Please, Andrew, something new...?
...what happens to us after death...
Simple answer: we cease to exist. Complex answer: we cease to exist. You see, Andrew, science has answered this question, but religion has been sticking its fingers in its ears, shouting "La la la la!" and refusing to listen. Frankly, if you can't be bothered to pay attention, fuck off and come up with a testable hypothesis of your own that can be supported by evidence. We'll wait.
Last try, oh clever gay Republican.
...how we should treat our fellow human beings...
Well, the scientific answer is an anthropological (or psychological) one — it's a simple question of human behavior, and it boils down to the Golden Rule. Don't fuck with others if you don't want them to fuck with you. Be nice to them if you want them to be nice to you. Help out if you want help. Uphold moral, ethical and lawful values in the defense of others, and they will uphold those same values in your defense.

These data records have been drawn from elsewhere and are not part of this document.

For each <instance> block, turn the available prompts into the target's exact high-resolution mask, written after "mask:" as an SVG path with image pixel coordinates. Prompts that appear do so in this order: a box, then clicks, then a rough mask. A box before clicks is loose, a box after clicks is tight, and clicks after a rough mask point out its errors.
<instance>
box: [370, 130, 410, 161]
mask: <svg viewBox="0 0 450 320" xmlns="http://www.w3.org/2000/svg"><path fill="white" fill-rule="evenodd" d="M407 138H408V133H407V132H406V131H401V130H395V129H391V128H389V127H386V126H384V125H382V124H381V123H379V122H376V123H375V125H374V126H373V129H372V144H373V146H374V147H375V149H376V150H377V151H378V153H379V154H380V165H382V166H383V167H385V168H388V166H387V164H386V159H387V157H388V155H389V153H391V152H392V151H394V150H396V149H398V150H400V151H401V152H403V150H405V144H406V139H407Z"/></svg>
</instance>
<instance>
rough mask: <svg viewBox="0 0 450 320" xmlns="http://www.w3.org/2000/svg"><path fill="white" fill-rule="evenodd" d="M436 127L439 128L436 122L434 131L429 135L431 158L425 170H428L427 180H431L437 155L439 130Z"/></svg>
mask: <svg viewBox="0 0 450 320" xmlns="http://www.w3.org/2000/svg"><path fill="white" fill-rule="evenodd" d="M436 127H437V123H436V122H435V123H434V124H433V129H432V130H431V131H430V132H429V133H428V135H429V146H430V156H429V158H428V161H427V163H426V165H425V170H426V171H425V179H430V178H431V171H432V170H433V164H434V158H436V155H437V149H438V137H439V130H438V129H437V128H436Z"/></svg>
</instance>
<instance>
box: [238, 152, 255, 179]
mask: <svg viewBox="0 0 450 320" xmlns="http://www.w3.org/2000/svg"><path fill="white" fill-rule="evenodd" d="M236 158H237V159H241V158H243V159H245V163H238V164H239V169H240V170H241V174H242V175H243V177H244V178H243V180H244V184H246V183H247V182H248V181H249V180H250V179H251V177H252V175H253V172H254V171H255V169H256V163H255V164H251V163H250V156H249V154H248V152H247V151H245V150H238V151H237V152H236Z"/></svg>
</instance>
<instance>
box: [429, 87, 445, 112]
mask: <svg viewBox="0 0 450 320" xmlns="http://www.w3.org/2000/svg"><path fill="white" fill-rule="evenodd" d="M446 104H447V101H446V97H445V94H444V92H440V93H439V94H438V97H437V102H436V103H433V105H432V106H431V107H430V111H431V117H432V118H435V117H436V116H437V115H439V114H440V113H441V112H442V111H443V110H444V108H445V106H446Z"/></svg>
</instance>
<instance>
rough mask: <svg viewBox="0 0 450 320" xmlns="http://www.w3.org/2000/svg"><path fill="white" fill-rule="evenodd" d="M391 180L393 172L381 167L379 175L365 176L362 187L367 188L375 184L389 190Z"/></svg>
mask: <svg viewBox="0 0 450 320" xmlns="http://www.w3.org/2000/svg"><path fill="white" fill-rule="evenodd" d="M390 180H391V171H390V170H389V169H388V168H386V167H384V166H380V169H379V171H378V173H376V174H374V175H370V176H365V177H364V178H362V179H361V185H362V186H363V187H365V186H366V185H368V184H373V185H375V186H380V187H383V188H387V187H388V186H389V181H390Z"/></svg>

Really, Andrew, all of this stuff is just so obvious. Science has provided answers to these questions — but religion doesn't like the answers science has provided, so religiosos say it hasn't provided any...which is bullshit. If you folks are going to close your eyes and refuse to listen, don't go on to claim that nobody's talking to you — we've been shouting the answers at you for several centuries now, and ignoring them won't make those answers (or us) go away.